The histogram below illustrates the distribution of token counts per sample in our Mistral tokenizer, trained on 500,000 samples. This analysis provides insights into the tokenizer's behavior and its ability to handle various sentence lengths.
The histogram was created using 10,000 samples of tokenization.

![Token Distribution Histogram](https://huggingface.co/KoalaAI/Bamboo-400M/resolve/main/token_distribution.png)

**Key Observations:**

- **Broad Range:** The tokenizer effectively handles a wide range of sentence lengths, with token counts spanning from 1 to over 50.
- **Smooth Distribution:** The distribution is relatively smooth, indicating consistent tokenization across different sentence lengths.
- **Short Sequence Preference:** Most sequences fall below 20 tokens, aligning with the efficiency goals of Mistral models.
- **Peak at 7 Tokens:** A peak around 7 tokens suggests the tokenizer might have a preference for splitting sentences at this length. This could be investigated further if preserving longer contexts is a priority.

**Overall:** The tokenizer demonstrates a balanced approach, predominantly producing shorter sequences while still accommodating longer and more complex sentences.

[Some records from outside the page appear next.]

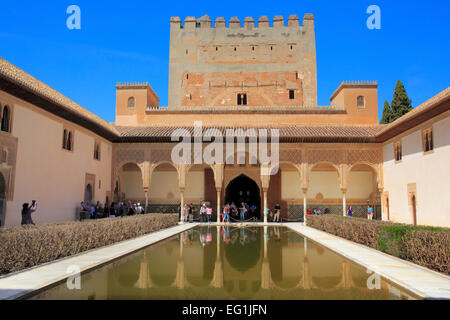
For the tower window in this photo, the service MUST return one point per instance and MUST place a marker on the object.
(242, 99)
(291, 94)
(428, 143)
(131, 102)
(67, 140)
(398, 151)
(361, 102)
(5, 119)
(97, 150)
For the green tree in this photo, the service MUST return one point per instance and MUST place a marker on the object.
(401, 104)
(387, 114)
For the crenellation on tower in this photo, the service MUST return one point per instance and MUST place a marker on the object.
(220, 22)
(278, 21)
(293, 21)
(249, 22)
(235, 23)
(201, 54)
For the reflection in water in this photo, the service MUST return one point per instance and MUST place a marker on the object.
(231, 263)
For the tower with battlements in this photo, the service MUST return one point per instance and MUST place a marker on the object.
(250, 65)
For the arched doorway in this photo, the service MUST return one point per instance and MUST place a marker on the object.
(2, 200)
(244, 189)
(88, 194)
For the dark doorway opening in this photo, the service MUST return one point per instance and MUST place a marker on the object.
(413, 200)
(244, 189)
(2, 200)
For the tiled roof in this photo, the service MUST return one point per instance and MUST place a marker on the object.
(21, 84)
(20, 78)
(297, 133)
(436, 105)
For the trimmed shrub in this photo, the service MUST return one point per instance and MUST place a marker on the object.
(28, 246)
(425, 246)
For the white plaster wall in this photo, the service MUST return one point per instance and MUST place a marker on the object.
(165, 182)
(325, 182)
(47, 173)
(291, 185)
(162, 183)
(131, 185)
(430, 172)
(360, 184)
(195, 186)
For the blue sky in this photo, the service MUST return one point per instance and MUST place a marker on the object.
(126, 41)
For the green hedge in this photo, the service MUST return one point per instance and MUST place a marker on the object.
(25, 247)
(425, 246)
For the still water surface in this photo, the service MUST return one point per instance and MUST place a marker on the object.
(231, 263)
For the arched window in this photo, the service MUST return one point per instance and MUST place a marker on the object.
(65, 139)
(5, 119)
(97, 151)
(361, 102)
(69, 141)
(242, 99)
(131, 102)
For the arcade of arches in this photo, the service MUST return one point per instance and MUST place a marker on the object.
(331, 176)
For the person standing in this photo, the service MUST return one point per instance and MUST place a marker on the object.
(27, 211)
(112, 211)
(202, 213)
(242, 210)
(226, 213)
(350, 212)
(185, 212)
(369, 212)
(276, 217)
(209, 213)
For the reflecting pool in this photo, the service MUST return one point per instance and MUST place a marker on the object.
(231, 263)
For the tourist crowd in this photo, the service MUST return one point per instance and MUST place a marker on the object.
(119, 209)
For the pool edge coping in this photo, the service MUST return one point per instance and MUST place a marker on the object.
(160, 235)
(119, 249)
(407, 285)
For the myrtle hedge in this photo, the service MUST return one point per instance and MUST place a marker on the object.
(425, 246)
(29, 246)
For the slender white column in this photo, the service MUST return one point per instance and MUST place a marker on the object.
(218, 206)
(344, 203)
(265, 242)
(265, 206)
(182, 205)
(305, 204)
(146, 200)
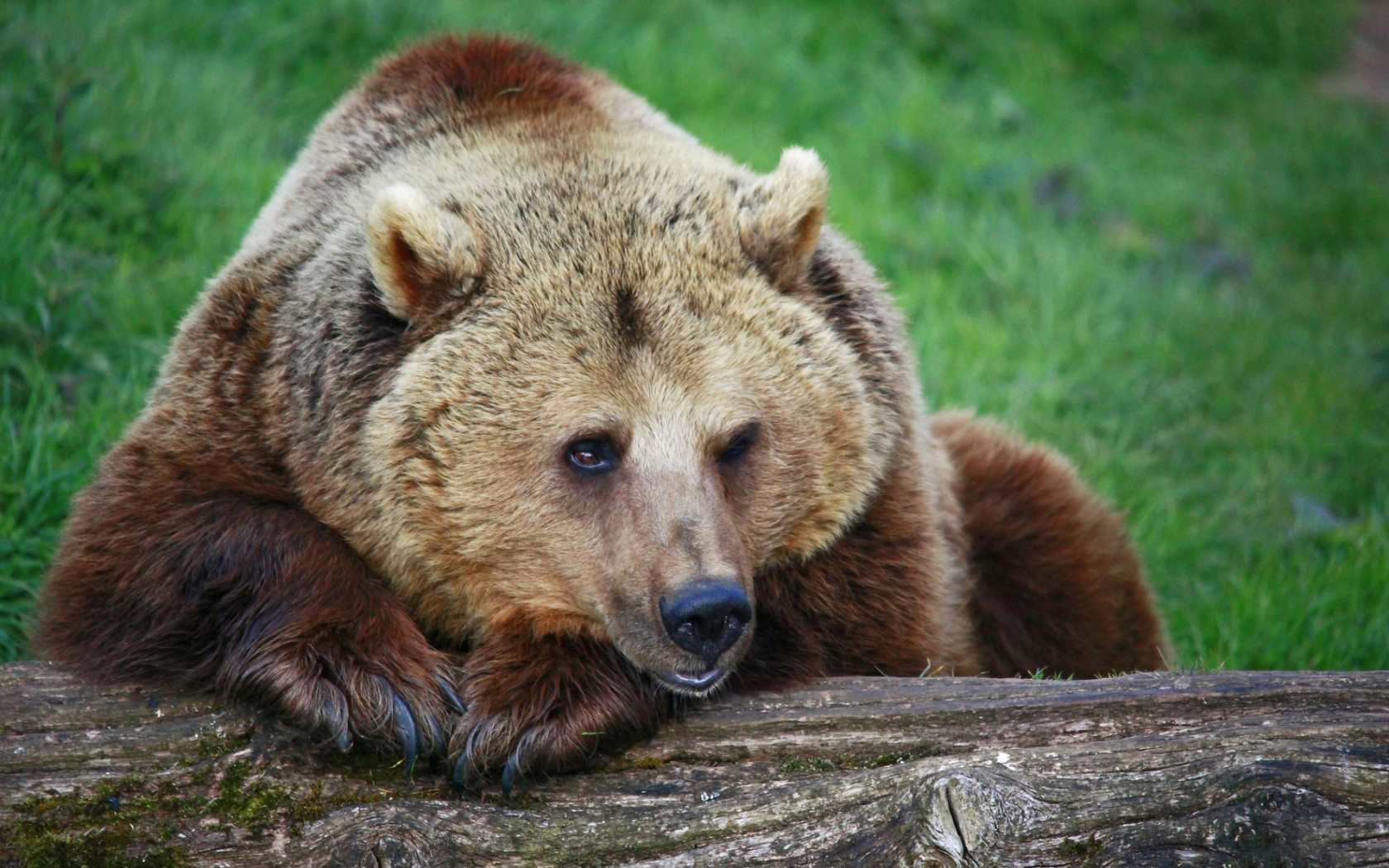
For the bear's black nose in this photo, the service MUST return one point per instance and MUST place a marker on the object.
(707, 617)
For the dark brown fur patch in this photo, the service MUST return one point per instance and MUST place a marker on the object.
(478, 75)
(628, 320)
(1057, 584)
(551, 700)
(221, 582)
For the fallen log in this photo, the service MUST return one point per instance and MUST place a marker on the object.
(1228, 768)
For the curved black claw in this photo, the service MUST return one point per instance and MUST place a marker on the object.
(406, 731)
(451, 694)
(460, 774)
(510, 772)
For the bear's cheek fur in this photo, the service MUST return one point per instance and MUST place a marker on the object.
(485, 522)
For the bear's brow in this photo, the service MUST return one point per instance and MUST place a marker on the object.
(627, 318)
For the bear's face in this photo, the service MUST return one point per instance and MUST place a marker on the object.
(617, 432)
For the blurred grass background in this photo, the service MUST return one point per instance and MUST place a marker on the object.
(1141, 230)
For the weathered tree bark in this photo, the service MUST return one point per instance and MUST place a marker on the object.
(1231, 768)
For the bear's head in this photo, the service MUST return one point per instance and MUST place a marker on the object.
(632, 374)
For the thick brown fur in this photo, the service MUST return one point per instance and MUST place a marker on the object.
(351, 496)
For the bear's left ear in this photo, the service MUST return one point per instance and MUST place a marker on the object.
(418, 255)
(780, 217)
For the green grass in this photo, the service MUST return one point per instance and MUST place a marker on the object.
(1135, 228)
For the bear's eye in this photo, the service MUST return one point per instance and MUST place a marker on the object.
(739, 445)
(592, 455)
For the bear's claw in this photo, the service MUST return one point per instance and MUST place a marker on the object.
(406, 731)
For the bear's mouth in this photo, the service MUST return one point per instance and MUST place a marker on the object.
(696, 685)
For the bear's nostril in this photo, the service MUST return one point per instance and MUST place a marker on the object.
(706, 618)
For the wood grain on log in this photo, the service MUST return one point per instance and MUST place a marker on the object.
(1231, 768)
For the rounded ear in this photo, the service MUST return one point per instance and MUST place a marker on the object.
(780, 217)
(418, 255)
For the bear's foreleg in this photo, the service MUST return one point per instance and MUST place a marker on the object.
(1057, 586)
(547, 703)
(161, 579)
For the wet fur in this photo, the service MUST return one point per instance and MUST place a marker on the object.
(277, 522)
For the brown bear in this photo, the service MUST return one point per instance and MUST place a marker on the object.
(520, 416)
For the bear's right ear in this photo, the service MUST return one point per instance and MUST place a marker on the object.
(418, 255)
(780, 217)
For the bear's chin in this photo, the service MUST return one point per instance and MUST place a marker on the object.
(692, 685)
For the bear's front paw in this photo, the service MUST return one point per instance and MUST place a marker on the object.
(371, 677)
(547, 704)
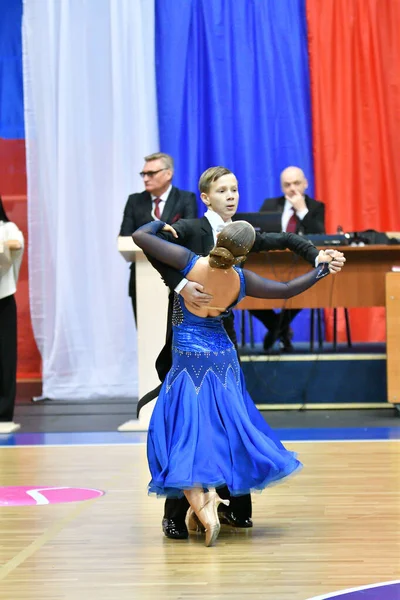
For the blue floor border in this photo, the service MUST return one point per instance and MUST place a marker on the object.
(122, 438)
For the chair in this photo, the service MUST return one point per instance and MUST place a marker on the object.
(319, 328)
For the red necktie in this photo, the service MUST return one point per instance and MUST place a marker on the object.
(157, 212)
(292, 223)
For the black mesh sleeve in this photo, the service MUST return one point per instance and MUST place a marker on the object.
(258, 287)
(170, 254)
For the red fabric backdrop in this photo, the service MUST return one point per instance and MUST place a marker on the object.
(13, 192)
(354, 49)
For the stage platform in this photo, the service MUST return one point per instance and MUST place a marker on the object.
(347, 377)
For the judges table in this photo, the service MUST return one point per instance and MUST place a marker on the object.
(366, 280)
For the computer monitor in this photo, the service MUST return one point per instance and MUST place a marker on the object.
(265, 222)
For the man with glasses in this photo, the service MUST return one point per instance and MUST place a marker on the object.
(159, 200)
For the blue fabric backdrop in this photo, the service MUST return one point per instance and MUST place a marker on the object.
(11, 87)
(233, 89)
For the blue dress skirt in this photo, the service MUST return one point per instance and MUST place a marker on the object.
(205, 429)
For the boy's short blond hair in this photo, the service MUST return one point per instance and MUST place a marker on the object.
(166, 158)
(211, 175)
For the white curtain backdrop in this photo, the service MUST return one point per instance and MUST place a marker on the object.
(91, 117)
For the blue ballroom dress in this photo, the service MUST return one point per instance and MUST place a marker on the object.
(205, 429)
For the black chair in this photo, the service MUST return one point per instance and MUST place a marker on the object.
(319, 328)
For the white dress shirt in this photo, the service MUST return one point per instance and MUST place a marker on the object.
(287, 213)
(217, 224)
(163, 198)
(9, 274)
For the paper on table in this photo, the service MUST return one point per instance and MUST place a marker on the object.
(127, 248)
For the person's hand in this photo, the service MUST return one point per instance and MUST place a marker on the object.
(170, 229)
(298, 202)
(337, 262)
(13, 244)
(323, 256)
(194, 295)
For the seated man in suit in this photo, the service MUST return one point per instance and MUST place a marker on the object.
(160, 200)
(300, 214)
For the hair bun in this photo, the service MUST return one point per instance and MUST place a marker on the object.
(221, 258)
(240, 259)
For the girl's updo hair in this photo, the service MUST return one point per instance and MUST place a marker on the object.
(233, 244)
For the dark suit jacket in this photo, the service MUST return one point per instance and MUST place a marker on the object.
(179, 205)
(197, 236)
(313, 222)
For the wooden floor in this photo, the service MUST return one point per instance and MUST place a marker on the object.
(335, 525)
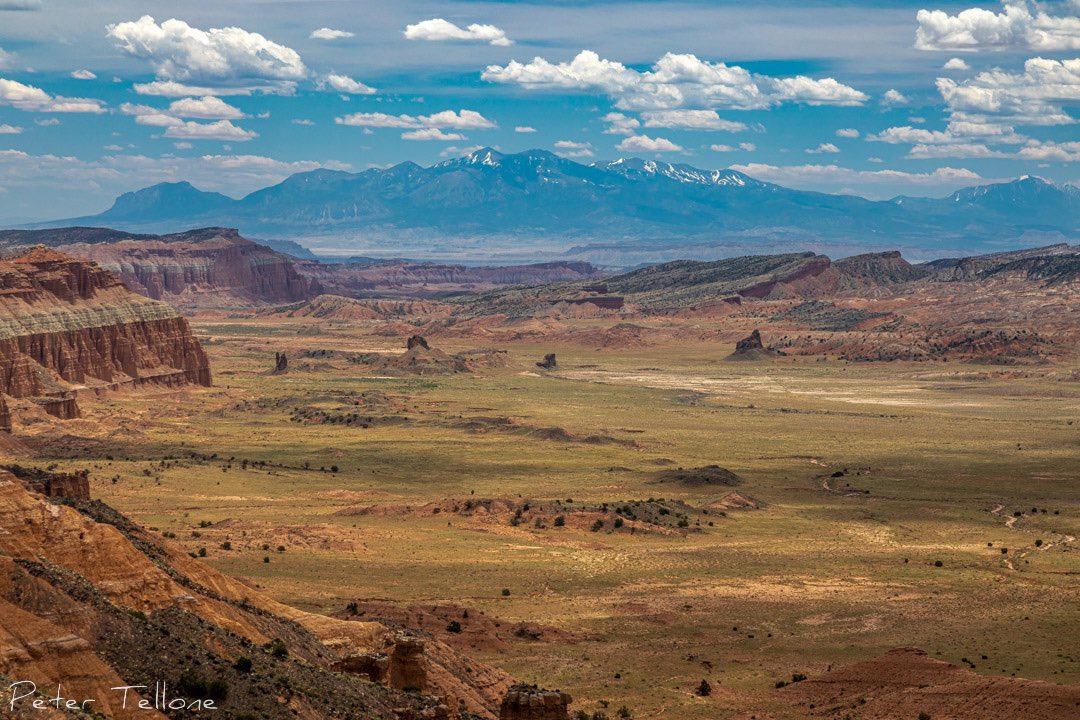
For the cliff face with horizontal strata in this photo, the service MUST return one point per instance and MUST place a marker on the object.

This balance promotes both computational efficiency and the ability to capture meaningful context. 

**Further Analysis:** While the tokenizer performs well overall, further analysis of the peak at 7 tokens and the lower frequency of very short sequences (1-3 tokens) could provide additional insights into its behavior and potential areas for refinement.

**Theory On 7-token peak:** Since English sentences have an average of 15-20 words, our tokenizer may be splitting them into 7-9 tokens, which would possibly explain this peak.